Using Ruby Fibers for Async I/O: NeverBlock and Revactor
Fibers are slowly entering the Ruby programmers minds as a new concurrency primitive to put to good use. Two approaches are making use of a combination of Fibers and non-blocking or asynchronous I/O to solve the problem of userspace threads or Ruby 1.9's Giant Interpreter Lock (GIL), which allows only one Ruby language thread to be active at a time.
The biggest problem to work around are blocking syscalls, mostly for I/O. A blocking syscall, like a
read will only return once data is available. In a userpace thread system, this means that all the threads in a process are blocked as well. The solution is to decouple the I/O system from the way the blocking I/O. One way is to catch an I/O call before it causes a blocking syscall, issue this I/O request in a non-blocking way and suspend the Fiber, giving other Fiber a chance to run. Once the system gets a response for the I/O request, the Fiber can be scheduled again.
NeverBlockInfoQ: What exactly does NeverBlock do? As I see, it allows to pass code wrapped in Fibers to a pool of connections, which then resumes the Fibers as connections become available. What is the main contribution of NeverBlock?
Mohammad A. Ali Implementing the pooling features was needed for the other parts of NeverBlock to function properly. When all the pieces fall into place we should proivde instant IO concurrency for applications like Rails, Merb or Ramaze without requiring full thread safety.

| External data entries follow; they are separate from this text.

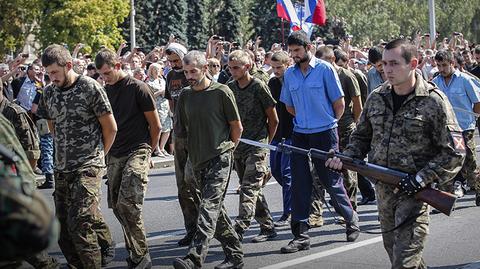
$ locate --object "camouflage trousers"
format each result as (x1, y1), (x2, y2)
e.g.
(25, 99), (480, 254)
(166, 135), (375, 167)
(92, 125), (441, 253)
(53, 167), (112, 268)
(186, 150), (243, 267)
(338, 124), (358, 210)
(40, 133), (53, 175)
(173, 137), (200, 237)
(107, 148), (152, 263)
(234, 152), (274, 234)
(375, 182), (429, 269)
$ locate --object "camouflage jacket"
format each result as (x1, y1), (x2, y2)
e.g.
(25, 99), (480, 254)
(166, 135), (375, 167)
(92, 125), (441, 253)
(344, 75), (465, 183)
(228, 78), (276, 153)
(0, 115), (58, 260)
(37, 76), (112, 172)
(0, 98), (40, 160)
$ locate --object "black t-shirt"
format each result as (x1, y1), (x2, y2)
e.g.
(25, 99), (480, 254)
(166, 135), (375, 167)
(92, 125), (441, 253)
(268, 77), (293, 141)
(105, 76), (155, 157)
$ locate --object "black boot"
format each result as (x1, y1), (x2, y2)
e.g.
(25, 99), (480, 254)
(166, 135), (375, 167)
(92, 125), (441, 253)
(280, 222), (310, 253)
(37, 174), (55, 190)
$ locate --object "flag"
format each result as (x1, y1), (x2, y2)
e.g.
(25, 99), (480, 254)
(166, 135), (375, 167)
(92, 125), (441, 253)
(305, 0), (327, 25)
(290, 4), (313, 38)
(277, 0), (302, 31)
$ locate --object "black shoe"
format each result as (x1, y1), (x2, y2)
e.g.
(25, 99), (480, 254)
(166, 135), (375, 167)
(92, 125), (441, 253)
(173, 258), (198, 269)
(101, 241), (116, 267)
(214, 259), (243, 269)
(280, 239), (310, 253)
(274, 214), (290, 227)
(347, 226), (360, 242)
(178, 234), (193, 247)
(358, 197), (375, 205)
(252, 229), (277, 243)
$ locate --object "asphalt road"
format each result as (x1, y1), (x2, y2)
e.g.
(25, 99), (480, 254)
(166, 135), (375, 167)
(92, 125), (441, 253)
(36, 161), (480, 269)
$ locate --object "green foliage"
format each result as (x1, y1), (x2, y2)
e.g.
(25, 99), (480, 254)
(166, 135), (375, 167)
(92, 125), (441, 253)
(217, 0), (243, 42)
(0, 0), (42, 58)
(37, 0), (130, 52)
(187, 0), (208, 49)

To be able to achieve that goal we need a web server that wraps requests in fibers from the NeverBlock fiber pool and IO libraries (not just DB but all IO operations) that are aware of those fibers and use them for pausing and resuming requests. All must be orchestrated using an eventloop like EventMachine or Rev.
InfoQ: - Neverblock::PG is built on NeverBlock and the PostgreSQL driver which already supports non-blocking I/O out of the box. What exactly does NeverblockPG add in this case? If you wanted to add another evented driver for, say, Mysql which doesn't seem to do non-blocking I/O yet - can NeverBlock help with that?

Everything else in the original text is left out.